Suppose now we would like to count how often letters occur in a given word or text, while (still) disregarding their order. A multiset would be an appropriate data structure to accomplish this. For example, the above word “learner” corresponds to the multiset

1
{ a, e, e, l, r, r, n }

Notice that the word “learn” would be represented by a different multiset, namely

1
{ a, e, l, r, n }

So multisets make finer distinctions than classical sets.

A more concise way to represent a multiset is by means of key-value notation. In this notation, our multiset representation of the word “learner” would be written as

1
{ a: 1, e: 2, l: 1, r: 2, n: 1 }

In a programming context, the elements of a set (be it a classical set or a multiset) are often called keys. The above multiset has five distinct keys: “a”, “e”, “l”, “r” and “n”. In a multiset, each key comes with a count, the value associated with the key, which we will refer to as the score for that key. The score for the key “e” in the above multiset, for example, is 2.

Fuzzy sets

Fuzzy sets also make finer distinctions compared to classical sets. However, they generalize classical sets in a different direction. As we just saw, in a multiset, the score for a particular key represents multiplicity of membership (how many times does the key occur in the set?). In a fuzzy set, the score indicates degree of membership. So besides an element being “fully contained” in the set or “not contained”, it may also be “partially contained” in the set, so to speak.

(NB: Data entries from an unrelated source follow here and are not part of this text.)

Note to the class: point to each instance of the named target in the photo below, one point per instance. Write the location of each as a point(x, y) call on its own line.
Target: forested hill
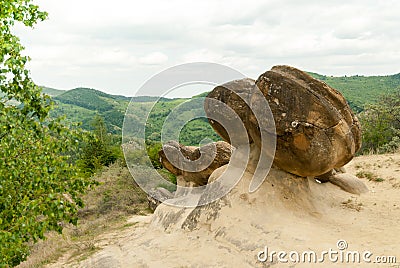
point(360, 90)
point(82, 104)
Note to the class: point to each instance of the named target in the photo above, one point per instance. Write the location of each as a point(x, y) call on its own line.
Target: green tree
point(39, 185)
point(98, 150)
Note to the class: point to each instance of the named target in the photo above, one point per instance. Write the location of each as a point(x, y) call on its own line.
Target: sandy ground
point(302, 220)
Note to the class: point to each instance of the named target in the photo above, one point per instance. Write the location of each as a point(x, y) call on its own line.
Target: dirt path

To see how this can be useful, take this example: consider the words “learner”, “learn”, “learned”, and “lean”. We might wish to capture how similar each of these words is to some other word, let’s say the word “learner” again. The similarity of “learner” to itself is perfect, since no edit (letter change) is required to transform one into the other. They are the same, after all. On to the more interesting cases: the word “learned” is very similar to “learner” – substituting the last letter will transform the former into the latter. “learn” is also very similar to “learner”, but a little less so – deleting the last two letters from “learner” results in “learner”, requiring two steps rather than one. The word “lean” is again a bit less similar to “learner”, requiring one additional deletion. So to transform each of the words given into “learner” requires:

  • “learner”: 0 edits
  • “learned”: 1 edit
  • “learn”: 2 edits
  • “lean”: 3 edits

For the sake of exposition, let us settle on 3 as the—pretty arbitrarily chosen—treshold from which onwards two words to be considered completely dissimilar, or “not similar at all”. Then we can map our edit counts to a scale from 0 to 1, and represent our findings as a fuzzy set which scores the key “learner” with 1.0, “learned” with 0.66, “learn” with 0.33 and “lean” with 0.0, or, using key-value notation:

1
{ learner: 1.0, learned: 0.66, learn: 0.33, lean: 0.0 }

In this fuzzy set, the degree of each element is to be interpreted as the degree of similarity to our target word “learner”.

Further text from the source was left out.